Solstice thoughts on the longest night.
As we enter the longest night of the year, I find my mind turning to changes that the past year has brought in myself and my life over the last year with gratitude to the Divine and determination to spend another year in devotion to the Great Work.
I also look to the world that we share and the events of the past year with a broken and contrite heart. Our world is torn with war and conflict, anger and shame, and in the darkness it’s easy to feel that the night will go on forever, that the darkness will finally win. In these moments, we turn inward towards our own pain and look outward at the pain of others and it is easy to despair, to be brought to a moment of crisis, even to a momentary loss of faith.

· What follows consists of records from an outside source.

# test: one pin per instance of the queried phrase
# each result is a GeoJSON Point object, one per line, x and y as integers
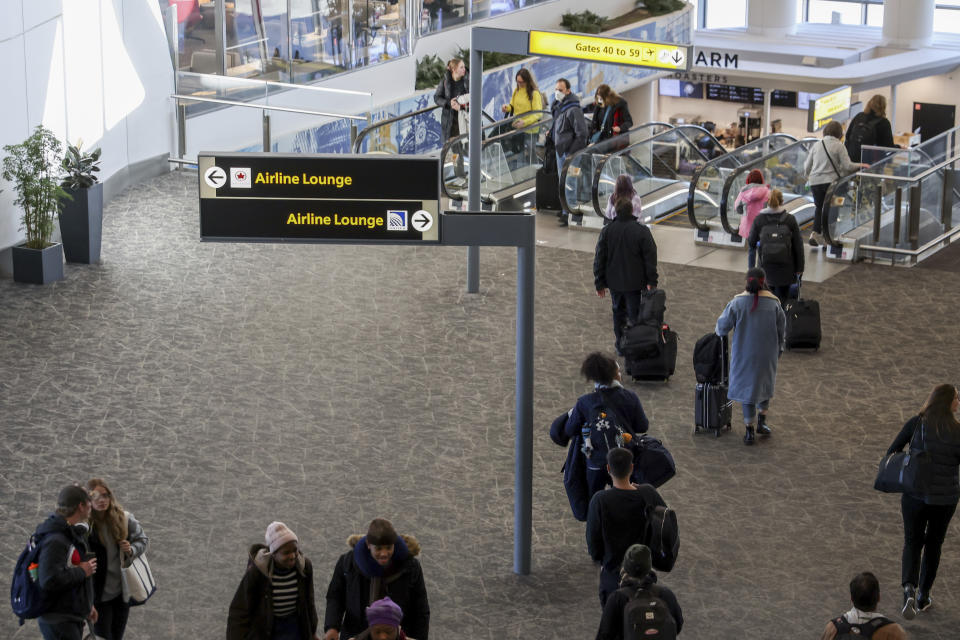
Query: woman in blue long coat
{"type": "Point", "coordinates": [759, 325]}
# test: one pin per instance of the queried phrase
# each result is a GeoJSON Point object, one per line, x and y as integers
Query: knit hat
{"type": "Point", "coordinates": [72, 497]}
{"type": "Point", "coordinates": [384, 611]}
{"type": "Point", "coordinates": [278, 534]}
{"type": "Point", "coordinates": [636, 561]}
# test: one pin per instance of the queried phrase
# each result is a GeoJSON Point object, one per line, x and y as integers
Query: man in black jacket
{"type": "Point", "coordinates": [617, 519]}
{"type": "Point", "coordinates": [65, 572]}
{"type": "Point", "coordinates": [625, 263]}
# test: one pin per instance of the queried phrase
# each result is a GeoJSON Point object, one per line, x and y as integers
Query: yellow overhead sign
{"type": "Point", "coordinates": [829, 107]}
{"type": "Point", "coordinates": [610, 50]}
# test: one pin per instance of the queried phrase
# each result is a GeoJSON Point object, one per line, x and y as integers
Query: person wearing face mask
{"type": "Point", "coordinates": [379, 564]}
{"type": "Point", "coordinates": [275, 599]}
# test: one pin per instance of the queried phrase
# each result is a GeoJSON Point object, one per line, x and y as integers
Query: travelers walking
{"type": "Point", "coordinates": [757, 343]}
{"type": "Point", "coordinates": [275, 599]}
{"type": "Point", "coordinates": [116, 538]}
{"type": "Point", "coordinates": [617, 519]}
{"type": "Point", "coordinates": [780, 244]}
{"type": "Point", "coordinates": [625, 261]}
{"type": "Point", "coordinates": [927, 511]}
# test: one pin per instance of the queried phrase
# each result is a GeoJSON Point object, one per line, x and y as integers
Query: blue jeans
{"type": "Point", "coordinates": [626, 308]}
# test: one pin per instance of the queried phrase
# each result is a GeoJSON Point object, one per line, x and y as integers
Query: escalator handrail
{"type": "Point", "coordinates": [728, 183]}
{"type": "Point", "coordinates": [358, 143]}
{"type": "Point", "coordinates": [565, 206]}
{"type": "Point", "coordinates": [695, 179]}
{"type": "Point", "coordinates": [595, 181]}
{"type": "Point", "coordinates": [464, 138]}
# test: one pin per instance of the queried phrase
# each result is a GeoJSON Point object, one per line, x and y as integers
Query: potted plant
{"type": "Point", "coordinates": [81, 221]}
{"type": "Point", "coordinates": [33, 166]}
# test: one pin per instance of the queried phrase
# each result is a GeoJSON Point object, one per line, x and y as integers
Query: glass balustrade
{"type": "Point", "coordinates": [706, 186]}
{"type": "Point", "coordinates": [510, 156]}
{"type": "Point", "coordinates": [578, 171]}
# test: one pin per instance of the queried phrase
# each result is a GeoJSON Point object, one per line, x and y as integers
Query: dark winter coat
{"type": "Point", "coordinates": [447, 90]}
{"type": "Point", "coordinates": [251, 610]}
{"type": "Point", "coordinates": [349, 593]}
{"type": "Point", "coordinates": [945, 453]}
{"type": "Point", "coordinates": [779, 275]}
{"type": "Point", "coordinates": [626, 256]}
{"type": "Point", "coordinates": [611, 622]}
{"type": "Point", "coordinates": [68, 590]}
{"type": "Point", "coordinates": [620, 117]}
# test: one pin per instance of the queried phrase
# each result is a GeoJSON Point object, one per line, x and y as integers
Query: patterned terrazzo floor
{"type": "Point", "coordinates": [220, 387]}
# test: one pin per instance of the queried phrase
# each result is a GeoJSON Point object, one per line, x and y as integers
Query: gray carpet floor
{"type": "Point", "coordinates": [219, 387]}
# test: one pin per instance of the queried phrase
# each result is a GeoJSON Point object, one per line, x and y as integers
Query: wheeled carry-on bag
{"type": "Point", "coordinates": [803, 323]}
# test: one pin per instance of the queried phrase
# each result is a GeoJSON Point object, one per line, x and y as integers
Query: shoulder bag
{"type": "Point", "coordinates": [906, 471]}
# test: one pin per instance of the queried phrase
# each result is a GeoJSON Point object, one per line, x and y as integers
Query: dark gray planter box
{"type": "Point", "coordinates": [81, 224]}
{"type": "Point", "coordinates": [38, 266]}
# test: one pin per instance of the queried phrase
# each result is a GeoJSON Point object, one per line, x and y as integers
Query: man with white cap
{"type": "Point", "coordinates": [275, 599]}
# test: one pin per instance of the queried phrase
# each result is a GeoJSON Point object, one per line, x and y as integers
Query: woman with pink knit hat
{"type": "Point", "coordinates": [275, 599]}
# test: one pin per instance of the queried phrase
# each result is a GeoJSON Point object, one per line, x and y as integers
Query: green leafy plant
{"type": "Point", "coordinates": [79, 167]}
{"type": "Point", "coordinates": [429, 71]}
{"type": "Point", "coordinates": [33, 166]}
{"type": "Point", "coordinates": [583, 22]}
{"type": "Point", "coordinates": [660, 7]}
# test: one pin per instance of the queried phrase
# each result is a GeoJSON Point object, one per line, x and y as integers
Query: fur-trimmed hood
{"type": "Point", "coordinates": [404, 548]}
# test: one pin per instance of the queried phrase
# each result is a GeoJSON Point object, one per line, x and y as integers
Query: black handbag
{"type": "Point", "coordinates": [906, 471]}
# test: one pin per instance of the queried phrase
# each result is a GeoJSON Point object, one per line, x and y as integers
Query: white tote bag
{"type": "Point", "coordinates": [139, 579]}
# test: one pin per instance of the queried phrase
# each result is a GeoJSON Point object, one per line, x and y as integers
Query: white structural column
{"type": "Point", "coordinates": [908, 23]}
{"type": "Point", "coordinates": [773, 18]}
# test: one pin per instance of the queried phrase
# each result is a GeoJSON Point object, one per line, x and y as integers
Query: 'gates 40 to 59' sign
{"type": "Point", "coordinates": [274, 197]}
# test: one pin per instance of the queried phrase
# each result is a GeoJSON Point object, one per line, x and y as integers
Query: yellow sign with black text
{"type": "Point", "coordinates": [610, 50]}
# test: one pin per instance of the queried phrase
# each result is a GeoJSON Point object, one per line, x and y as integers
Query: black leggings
{"type": "Point", "coordinates": [924, 528]}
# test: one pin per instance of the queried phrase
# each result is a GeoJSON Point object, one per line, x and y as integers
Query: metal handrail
{"type": "Point", "coordinates": [695, 179]}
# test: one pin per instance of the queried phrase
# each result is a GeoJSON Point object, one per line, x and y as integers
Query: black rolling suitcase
{"type": "Point", "coordinates": [803, 323]}
{"type": "Point", "coordinates": [713, 411]}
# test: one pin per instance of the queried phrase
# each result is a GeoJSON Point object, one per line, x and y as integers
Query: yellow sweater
{"type": "Point", "coordinates": [521, 104]}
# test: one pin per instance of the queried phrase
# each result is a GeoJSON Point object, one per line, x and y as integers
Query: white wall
{"type": "Point", "coordinates": [92, 69]}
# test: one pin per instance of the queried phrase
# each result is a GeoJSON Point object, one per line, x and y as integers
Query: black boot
{"type": "Point", "coordinates": [763, 429]}
{"type": "Point", "coordinates": [909, 610]}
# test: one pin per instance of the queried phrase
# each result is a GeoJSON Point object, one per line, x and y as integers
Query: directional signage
{"type": "Point", "coordinates": [610, 50]}
{"type": "Point", "coordinates": [275, 197]}
{"type": "Point", "coordinates": [834, 105]}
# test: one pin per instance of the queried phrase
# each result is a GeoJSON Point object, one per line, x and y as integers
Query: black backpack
{"type": "Point", "coordinates": [603, 430]}
{"type": "Point", "coordinates": [863, 130]}
{"type": "Point", "coordinates": [647, 616]}
{"type": "Point", "coordinates": [849, 631]}
{"type": "Point", "coordinates": [776, 247]}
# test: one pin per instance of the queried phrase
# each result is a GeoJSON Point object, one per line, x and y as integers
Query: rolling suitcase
{"type": "Point", "coordinates": [803, 323]}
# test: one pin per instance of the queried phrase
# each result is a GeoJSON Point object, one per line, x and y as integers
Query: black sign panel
{"type": "Point", "coordinates": [319, 198]}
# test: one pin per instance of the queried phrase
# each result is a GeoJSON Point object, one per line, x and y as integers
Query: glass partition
{"type": "Point", "coordinates": [706, 186]}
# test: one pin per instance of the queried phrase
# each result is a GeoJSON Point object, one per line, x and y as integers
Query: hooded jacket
{"type": "Point", "coordinates": [69, 591]}
{"type": "Point", "coordinates": [251, 610]}
{"type": "Point", "coordinates": [359, 580]}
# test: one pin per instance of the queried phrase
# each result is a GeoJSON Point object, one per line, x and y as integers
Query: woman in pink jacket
{"type": "Point", "coordinates": [754, 198]}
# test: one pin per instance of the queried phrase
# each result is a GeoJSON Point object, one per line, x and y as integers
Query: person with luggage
{"type": "Point", "coordinates": [758, 324]}
{"type": "Point", "coordinates": [780, 246]}
{"type": "Point", "coordinates": [617, 519]}
{"type": "Point", "coordinates": [622, 188]}
{"type": "Point", "coordinates": [66, 567]}
{"type": "Point", "coordinates": [641, 605]}
{"type": "Point", "coordinates": [116, 538]}
{"type": "Point", "coordinates": [862, 621]}
{"type": "Point", "coordinates": [275, 599]}
{"type": "Point", "coordinates": [869, 127]}
{"type": "Point", "coordinates": [825, 163]}
{"type": "Point", "coordinates": [927, 510]}
{"type": "Point", "coordinates": [379, 564]}
{"type": "Point", "coordinates": [749, 202]}
{"type": "Point", "coordinates": [625, 262]}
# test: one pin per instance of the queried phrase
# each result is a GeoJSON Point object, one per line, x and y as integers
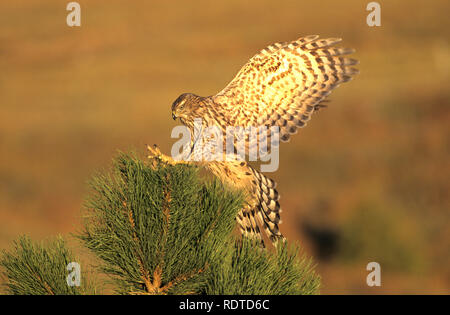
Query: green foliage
{"type": "Point", "coordinates": [40, 269]}
{"type": "Point", "coordinates": [162, 229]}
{"type": "Point", "coordinates": [249, 270]}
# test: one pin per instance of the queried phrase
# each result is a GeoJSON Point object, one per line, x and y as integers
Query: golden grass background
{"type": "Point", "coordinates": [367, 180]}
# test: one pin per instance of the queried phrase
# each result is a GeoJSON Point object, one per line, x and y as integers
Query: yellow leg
{"type": "Point", "coordinates": [155, 154]}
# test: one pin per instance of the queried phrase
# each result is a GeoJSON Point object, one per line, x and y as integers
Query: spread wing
{"type": "Point", "coordinates": [284, 83]}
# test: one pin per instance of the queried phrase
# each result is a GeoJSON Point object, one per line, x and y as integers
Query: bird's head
{"type": "Point", "coordinates": [185, 106]}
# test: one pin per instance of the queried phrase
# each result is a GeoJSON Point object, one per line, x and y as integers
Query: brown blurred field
{"type": "Point", "coordinates": [367, 180]}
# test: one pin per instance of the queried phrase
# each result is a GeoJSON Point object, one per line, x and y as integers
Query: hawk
{"type": "Point", "coordinates": [282, 85]}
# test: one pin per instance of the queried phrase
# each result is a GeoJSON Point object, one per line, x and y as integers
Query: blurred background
{"type": "Point", "coordinates": [367, 180]}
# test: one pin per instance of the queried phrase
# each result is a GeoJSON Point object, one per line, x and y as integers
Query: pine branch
{"type": "Point", "coordinates": [162, 229]}
{"type": "Point", "coordinates": [33, 268]}
{"type": "Point", "coordinates": [158, 228]}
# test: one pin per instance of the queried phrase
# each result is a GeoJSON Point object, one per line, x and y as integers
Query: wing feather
{"type": "Point", "coordinates": [283, 84]}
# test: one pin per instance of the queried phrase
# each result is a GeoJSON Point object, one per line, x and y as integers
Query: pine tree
{"type": "Point", "coordinates": [162, 229]}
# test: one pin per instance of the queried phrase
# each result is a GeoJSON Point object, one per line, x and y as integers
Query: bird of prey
{"type": "Point", "coordinates": [282, 86]}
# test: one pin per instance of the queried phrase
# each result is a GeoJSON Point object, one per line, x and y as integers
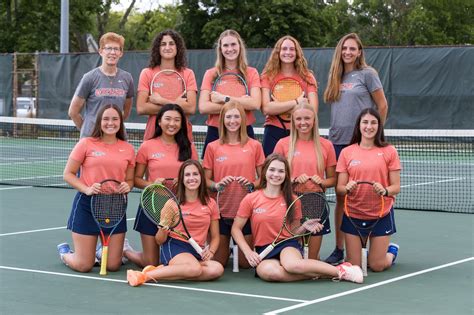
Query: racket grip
{"type": "Point", "coordinates": [235, 258]}
{"type": "Point", "coordinates": [266, 251]}
{"type": "Point", "coordinates": [103, 263]}
{"type": "Point", "coordinates": [305, 252]}
{"type": "Point", "coordinates": [364, 261]}
{"type": "Point", "coordinates": [195, 245]}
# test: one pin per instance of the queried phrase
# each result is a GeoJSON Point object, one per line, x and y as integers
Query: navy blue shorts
{"type": "Point", "coordinates": [275, 253]}
{"type": "Point", "coordinates": [81, 220]}
{"type": "Point", "coordinates": [338, 148]}
{"type": "Point", "coordinates": [271, 135]}
{"type": "Point", "coordinates": [385, 226]}
{"type": "Point", "coordinates": [213, 135]}
{"type": "Point", "coordinates": [225, 225]}
{"type": "Point", "coordinates": [143, 224]}
{"type": "Point", "coordinates": [173, 247]}
{"type": "Point", "coordinates": [326, 229]}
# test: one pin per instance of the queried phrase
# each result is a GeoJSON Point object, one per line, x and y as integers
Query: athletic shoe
{"type": "Point", "coordinates": [393, 249]}
{"type": "Point", "coordinates": [63, 249]}
{"type": "Point", "coordinates": [336, 257]}
{"type": "Point", "coordinates": [348, 272]}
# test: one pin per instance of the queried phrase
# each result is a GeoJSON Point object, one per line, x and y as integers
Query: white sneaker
{"type": "Point", "coordinates": [350, 273]}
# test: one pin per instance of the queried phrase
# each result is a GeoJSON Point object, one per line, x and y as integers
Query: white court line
{"type": "Point", "coordinates": [154, 284]}
{"type": "Point", "coordinates": [331, 297]}
{"type": "Point", "coordinates": [43, 230]}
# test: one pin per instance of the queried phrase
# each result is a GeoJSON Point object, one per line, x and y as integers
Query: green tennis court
{"type": "Point", "coordinates": [433, 274]}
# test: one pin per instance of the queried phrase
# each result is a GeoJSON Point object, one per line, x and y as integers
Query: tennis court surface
{"type": "Point", "coordinates": [433, 274]}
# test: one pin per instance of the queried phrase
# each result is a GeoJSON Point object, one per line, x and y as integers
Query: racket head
{"type": "Point", "coordinates": [160, 205]}
{"type": "Point", "coordinates": [313, 200]}
{"type": "Point", "coordinates": [229, 198]}
{"type": "Point", "coordinates": [169, 84]}
{"type": "Point", "coordinates": [363, 201]}
{"type": "Point", "coordinates": [231, 84]}
{"type": "Point", "coordinates": [109, 207]}
{"type": "Point", "coordinates": [286, 89]}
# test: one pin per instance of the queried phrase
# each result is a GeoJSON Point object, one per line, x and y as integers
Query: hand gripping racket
{"type": "Point", "coordinates": [313, 202]}
{"type": "Point", "coordinates": [363, 200]}
{"type": "Point", "coordinates": [162, 207]}
{"type": "Point", "coordinates": [228, 202]}
{"type": "Point", "coordinates": [292, 228]}
{"type": "Point", "coordinates": [230, 84]}
{"type": "Point", "coordinates": [108, 209]}
{"type": "Point", "coordinates": [283, 90]}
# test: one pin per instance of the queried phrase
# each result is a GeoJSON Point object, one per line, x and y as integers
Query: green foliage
{"type": "Point", "coordinates": [34, 25]}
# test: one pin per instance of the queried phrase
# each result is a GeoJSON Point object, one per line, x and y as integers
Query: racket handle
{"type": "Point", "coordinates": [305, 252]}
{"type": "Point", "coordinates": [195, 245]}
{"type": "Point", "coordinates": [235, 258]}
{"type": "Point", "coordinates": [364, 261]}
{"type": "Point", "coordinates": [266, 251]}
{"type": "Point", "coordinates": [103, 263]}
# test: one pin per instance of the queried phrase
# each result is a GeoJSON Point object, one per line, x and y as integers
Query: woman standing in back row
{"type": "Point", "coordinates": [231, 58]}
{"type": "Point", "coordinates": [352, 87]}
{"type": "Point", "coordinates": [286, 61]}
{"type": "Point", "coordinates": [168, 52]}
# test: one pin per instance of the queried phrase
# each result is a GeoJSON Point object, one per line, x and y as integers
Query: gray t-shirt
{"type": "Point", "coordinates": [356, 87]}
{"type": "Point", "coordinates": [99, 90]}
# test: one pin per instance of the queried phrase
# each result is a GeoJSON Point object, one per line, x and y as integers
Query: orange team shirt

But this is not the lesson the Divine has built into the very fabric of our reality. Instead we see a cycle, a “wheel of the year”, where spring follows winter and day follows night. A place and a time for pain, doubt, and fear, yes…but also a place and a time for the reminder of hope and the renewal of life.
Yes, someday this wheel will stop turning. The story will end. The gods will put the chairs up on the tables, turn out the lights, and the party will finally be over. Someday the night will never end and spring will never come.
But tonight is not that night. Tonight we celebrate the longest night by being reminded that the dawn will come. Tonight we come through the crucible and into the return of the Sun, the blessed source of light and warmth and life. Tonight we—or at least some of us—will sit the vigil, and we will welcome back the light.
So remember, the night is long and the path is dark, but in the end the dawn will come.